Data Cleaning in R (9 Examples)

 

In this R tutorial you’ll learn how to perform different data cleaning (also called data cleansing) techniques.

The tutorial will contain nine reproducible examples. To be more precise, the content is structured as follows:

Let’s do this…

 

Creation of Example Data

We use the following data as a basis for this R programming tutorial:

data <- data.frame(x1 = c(1:4, 99999, 1, NA, 1, 1, NA),   # Create example data frame
                   x1 = c(1:5, 1, "NA", 1, 1, "NA"),
                   x1 = c(letters[c(1:3)], "x  x",  "x", "   y    y y", "x", "a", "a", NA),
                   x4 = "",
                   x5 = NA)
data                                                      # Print example data frame

 

table 1 data frame data cleaning

 

Have a look at the previous table. It visualizes that our exemplifying data is constituted of ten rows and five variables.

As you might already have noticed, some parts of this data set are not formatted properly. In the following examples, I’ll show some tricks on how to edit and improve the structure of this data set.

Let’s dive right into the examples!

 

Example 1: Modify Column Names

Example 1 explains how to clean the column names of a data frame.

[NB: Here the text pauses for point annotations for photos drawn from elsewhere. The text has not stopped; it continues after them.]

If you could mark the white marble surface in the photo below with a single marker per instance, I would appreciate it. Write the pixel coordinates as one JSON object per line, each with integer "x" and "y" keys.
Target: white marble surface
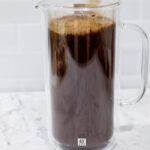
{"x": 23, "y": 123}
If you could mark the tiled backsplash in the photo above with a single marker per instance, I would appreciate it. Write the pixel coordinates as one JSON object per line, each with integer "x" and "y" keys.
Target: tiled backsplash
{"x": 21, "y": 44}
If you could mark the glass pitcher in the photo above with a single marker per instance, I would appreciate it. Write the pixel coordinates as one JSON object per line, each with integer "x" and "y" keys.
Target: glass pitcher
{"x": 82, "y": 72}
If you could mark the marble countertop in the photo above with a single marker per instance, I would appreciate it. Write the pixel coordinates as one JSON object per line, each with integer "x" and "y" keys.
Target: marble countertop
{"x": 23, "y": 123}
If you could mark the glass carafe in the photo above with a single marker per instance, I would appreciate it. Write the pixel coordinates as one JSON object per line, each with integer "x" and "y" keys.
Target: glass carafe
{"x": 82, "y": 58}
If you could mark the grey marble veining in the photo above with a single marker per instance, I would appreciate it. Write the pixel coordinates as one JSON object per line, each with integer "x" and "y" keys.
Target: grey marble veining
{"x": 23, "y": 123}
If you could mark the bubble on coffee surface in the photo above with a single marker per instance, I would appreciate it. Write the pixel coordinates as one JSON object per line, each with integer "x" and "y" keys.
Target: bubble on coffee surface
{"x": 80, "y": 23}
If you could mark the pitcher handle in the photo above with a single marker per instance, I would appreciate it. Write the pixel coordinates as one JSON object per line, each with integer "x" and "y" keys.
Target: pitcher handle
{"x": 144, "y": 68}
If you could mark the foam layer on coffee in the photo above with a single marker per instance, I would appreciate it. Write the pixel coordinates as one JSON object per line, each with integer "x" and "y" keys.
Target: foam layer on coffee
{"x": 79, "y": 23}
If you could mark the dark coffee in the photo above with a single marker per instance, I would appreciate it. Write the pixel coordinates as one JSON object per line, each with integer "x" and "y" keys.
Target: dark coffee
{"x": 82, "y": 51}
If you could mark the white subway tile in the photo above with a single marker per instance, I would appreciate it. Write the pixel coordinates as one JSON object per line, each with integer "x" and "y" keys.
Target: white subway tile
{"x": 21, "y": 66}
{"x": 130, "y": 10}
{"x": 7, "y": 85}
{"x": 146, "y": 9}
{"x": 31, "y": 38}
{"x": 8, "y": 38}
{"x": 19, "y": 12}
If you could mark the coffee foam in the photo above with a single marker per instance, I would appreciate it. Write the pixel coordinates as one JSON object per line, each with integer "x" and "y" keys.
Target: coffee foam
{"x": 79, "y": 23}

Let’s first have a closer look at the names of our data frame columns:

colnames(data)                                            # Print column names
# [1] "x1"   "x1.1" "x1.2" "x4"   "x5"

Let’s assume that we want to change these column names to a consecutive range with the prefix “col”. Then, we can apply the colnames, paste0, and ncol functions as shown below:

colnames(data) <- paste0("col", 1:ncol(data))             # Modify all column names
data                                                      # Print updated data frame

 

table 2 data frame data cleaning

 

As shown in Table 2, the previous syntax has created an updated version of our data frame where the column names have been changed.

 

Example 2: Format Missing Values

A typical problem for each data preparation and cleaning task are missing values.

In the R programming language, missing values are usually represented by NA. For that reason, it is useful to convert all missing values to this NA format.

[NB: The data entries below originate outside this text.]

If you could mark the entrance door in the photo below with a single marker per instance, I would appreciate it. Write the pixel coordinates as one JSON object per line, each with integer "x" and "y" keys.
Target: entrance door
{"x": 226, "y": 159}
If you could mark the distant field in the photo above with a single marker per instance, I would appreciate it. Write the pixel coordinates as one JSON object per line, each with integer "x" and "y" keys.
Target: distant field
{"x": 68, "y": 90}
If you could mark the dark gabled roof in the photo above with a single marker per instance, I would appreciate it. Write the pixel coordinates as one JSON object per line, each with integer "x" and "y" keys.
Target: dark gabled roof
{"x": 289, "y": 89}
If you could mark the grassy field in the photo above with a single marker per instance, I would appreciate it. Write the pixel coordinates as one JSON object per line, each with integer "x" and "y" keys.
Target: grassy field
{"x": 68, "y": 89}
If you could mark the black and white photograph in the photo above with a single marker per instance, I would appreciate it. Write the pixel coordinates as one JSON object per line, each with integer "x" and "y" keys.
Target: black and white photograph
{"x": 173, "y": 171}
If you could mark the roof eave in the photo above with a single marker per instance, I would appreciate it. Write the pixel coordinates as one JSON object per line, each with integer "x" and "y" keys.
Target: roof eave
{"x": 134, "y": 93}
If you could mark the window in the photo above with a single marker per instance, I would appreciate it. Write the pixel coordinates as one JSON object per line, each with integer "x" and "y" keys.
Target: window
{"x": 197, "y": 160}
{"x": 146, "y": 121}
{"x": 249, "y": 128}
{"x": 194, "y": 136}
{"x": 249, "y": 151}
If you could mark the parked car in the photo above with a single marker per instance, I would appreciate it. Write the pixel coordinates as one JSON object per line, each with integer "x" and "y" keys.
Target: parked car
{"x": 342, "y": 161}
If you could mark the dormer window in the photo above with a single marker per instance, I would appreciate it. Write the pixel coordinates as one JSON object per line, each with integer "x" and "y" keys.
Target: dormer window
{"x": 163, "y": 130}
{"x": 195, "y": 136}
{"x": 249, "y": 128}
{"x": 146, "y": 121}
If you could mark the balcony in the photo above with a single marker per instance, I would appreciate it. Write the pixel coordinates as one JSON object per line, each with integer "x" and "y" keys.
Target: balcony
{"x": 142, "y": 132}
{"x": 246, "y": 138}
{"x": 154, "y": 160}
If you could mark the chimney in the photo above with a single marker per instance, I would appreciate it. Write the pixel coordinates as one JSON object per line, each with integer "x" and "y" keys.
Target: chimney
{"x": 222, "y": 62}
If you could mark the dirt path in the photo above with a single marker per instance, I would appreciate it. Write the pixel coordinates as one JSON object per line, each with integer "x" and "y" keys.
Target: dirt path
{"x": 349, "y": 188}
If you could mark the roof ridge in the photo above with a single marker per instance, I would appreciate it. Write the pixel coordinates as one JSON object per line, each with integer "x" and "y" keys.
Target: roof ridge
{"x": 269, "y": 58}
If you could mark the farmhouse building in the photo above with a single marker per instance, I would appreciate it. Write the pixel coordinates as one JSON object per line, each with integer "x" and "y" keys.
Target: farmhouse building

In our specific example data frame, we have the problem that some missing values are represented by blank character strings.

We can print all those blanks to the RStudio console as shown below:

data[data == ""]                                          # Print blank data cells
#  [1] NA NA NA "" "" "" "" "" "" "" "" "" "" NA NA NA NA NA NA NA NA NA NA

If we want to assign NA values to those blank cells, we can use the following syntax:

data[data == ""] <- NA                                    # Replace blanks by NA

Another typical problem with missing values – that also occurs in our data set – is that NA values are formatted as the character string “NA”.

Let’s have a closer look at the column col2:

data$col2                                                 # Print column
#  [1] "1"  "2"  "3"  "4"  "5"  "1"  "NA" "1"  "1"  "NA"

As you can see in the previous output, the NA values in this column are shown between quotes (i.e. “NA”). This indicates that those NA values are formatted as characters instead of real NA values.

We can change that using the following R code:

data$col2[data$col2 == "NA"] <- NA                        # Replace character "NA"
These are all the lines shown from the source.